Given the date on these paper, and the advancement of Chinese industry in the years in between. It would be disingenuous to claim any of the designs shown are directly related to WZ-X or that WZ-X's detailed internal and external design will be the same or similar.
Notice how I said "directly" instead of saying they are completely unrelated. As they obvious help build technical competency and the experience could be applied to a variety of recon drones that we've seen.
I would second
@Blitzo here.
And "... the advancement of Chinese industry in the years in between..." does not mean that Chinese engineers won't require consiserable amount of time to figure out and settle down on everything needed for building and operating such a massive unmanned flying wing aircraft. This is especially true for China's case, given how she has neither the capability nor the experience in designing, building, and operating full-scale flying-wing aircraft until the last 20+ years (unlike the US, which already began efforts in this domain all the way back in the 1970s).

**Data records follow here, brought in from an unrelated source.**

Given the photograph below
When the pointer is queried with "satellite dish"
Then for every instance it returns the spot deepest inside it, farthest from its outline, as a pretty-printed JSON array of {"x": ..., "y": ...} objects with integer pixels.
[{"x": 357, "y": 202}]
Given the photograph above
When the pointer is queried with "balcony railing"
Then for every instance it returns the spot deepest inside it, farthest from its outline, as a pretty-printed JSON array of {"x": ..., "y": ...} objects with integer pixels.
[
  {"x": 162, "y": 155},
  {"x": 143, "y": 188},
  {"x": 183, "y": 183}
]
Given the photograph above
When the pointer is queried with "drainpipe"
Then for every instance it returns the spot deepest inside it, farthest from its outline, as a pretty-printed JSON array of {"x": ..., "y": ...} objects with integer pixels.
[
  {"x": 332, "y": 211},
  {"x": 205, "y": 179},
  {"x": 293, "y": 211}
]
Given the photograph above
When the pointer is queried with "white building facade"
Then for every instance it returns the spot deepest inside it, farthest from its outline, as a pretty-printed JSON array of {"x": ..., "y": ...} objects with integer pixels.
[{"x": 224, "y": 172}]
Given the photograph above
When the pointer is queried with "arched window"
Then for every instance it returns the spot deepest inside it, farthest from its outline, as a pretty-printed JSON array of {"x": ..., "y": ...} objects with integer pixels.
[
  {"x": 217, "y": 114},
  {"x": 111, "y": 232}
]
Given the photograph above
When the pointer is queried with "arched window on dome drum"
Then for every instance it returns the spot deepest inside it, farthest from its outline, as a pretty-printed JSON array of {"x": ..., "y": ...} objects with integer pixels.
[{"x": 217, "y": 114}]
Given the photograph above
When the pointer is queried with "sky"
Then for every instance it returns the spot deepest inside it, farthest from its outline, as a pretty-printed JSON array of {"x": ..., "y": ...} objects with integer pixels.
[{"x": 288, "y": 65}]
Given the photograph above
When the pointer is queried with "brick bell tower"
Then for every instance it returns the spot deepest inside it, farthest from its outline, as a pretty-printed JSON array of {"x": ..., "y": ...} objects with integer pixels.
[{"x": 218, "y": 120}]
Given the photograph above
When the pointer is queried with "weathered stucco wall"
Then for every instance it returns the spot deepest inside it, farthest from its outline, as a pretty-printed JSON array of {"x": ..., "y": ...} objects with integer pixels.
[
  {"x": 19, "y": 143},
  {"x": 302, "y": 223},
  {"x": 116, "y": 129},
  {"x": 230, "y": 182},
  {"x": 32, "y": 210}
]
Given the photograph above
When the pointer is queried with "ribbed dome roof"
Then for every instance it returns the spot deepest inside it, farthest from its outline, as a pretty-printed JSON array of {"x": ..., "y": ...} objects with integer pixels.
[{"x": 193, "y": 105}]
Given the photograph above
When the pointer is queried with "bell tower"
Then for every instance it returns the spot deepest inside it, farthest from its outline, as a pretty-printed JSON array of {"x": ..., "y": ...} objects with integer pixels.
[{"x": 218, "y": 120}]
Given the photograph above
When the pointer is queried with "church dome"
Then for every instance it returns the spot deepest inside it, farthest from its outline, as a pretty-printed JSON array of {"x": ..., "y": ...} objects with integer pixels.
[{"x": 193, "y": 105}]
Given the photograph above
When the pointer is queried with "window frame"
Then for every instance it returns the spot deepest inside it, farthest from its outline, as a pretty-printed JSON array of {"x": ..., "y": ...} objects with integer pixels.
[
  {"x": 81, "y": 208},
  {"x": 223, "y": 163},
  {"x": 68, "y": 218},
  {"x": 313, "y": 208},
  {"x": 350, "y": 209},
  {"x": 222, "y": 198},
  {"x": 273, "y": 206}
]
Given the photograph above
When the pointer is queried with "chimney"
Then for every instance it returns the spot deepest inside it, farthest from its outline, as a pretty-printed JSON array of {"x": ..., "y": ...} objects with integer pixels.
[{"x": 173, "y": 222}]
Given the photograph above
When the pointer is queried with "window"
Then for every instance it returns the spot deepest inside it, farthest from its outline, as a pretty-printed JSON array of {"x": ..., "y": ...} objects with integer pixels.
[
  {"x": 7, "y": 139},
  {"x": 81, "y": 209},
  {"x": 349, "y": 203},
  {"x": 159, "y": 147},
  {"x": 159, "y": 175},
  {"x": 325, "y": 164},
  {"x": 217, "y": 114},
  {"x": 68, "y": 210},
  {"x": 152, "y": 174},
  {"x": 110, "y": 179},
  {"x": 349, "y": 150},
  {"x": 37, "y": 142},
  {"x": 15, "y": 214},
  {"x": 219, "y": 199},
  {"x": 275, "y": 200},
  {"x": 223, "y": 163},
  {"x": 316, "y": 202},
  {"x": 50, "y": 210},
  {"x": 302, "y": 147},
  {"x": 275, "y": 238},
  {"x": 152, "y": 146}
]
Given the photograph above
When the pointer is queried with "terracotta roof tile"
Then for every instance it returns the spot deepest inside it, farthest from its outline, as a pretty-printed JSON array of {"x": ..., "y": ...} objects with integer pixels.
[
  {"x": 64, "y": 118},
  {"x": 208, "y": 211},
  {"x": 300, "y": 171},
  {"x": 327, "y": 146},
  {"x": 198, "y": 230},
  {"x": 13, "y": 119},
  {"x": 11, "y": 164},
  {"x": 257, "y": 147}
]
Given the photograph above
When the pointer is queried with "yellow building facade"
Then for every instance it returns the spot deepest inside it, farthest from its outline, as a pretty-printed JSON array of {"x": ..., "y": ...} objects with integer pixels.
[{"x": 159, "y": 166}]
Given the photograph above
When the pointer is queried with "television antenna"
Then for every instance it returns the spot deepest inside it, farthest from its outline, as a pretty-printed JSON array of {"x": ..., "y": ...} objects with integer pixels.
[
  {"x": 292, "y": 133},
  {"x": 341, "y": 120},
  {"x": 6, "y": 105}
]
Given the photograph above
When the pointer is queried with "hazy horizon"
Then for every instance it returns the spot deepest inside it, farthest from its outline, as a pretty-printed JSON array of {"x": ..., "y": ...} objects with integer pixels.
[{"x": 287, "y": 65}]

If anything, the development efforts on technologies of similar scale and complexity often take many years, if not decades. You think that the work on the J-20 only started in the 2000s? No, it started way back in the early 1990s, if not in the late 1980s. The same goes for the J-36 and J-XDS/50 - The work started back in the early 2010s, if not in the late 2000s.
That's (partially) what those papers are for - In fact, I would go further and say that at least a couple of those papers are part-and-parcel of the whole process (as it is normal for many other military development projects in China), at the very least to a certain degree.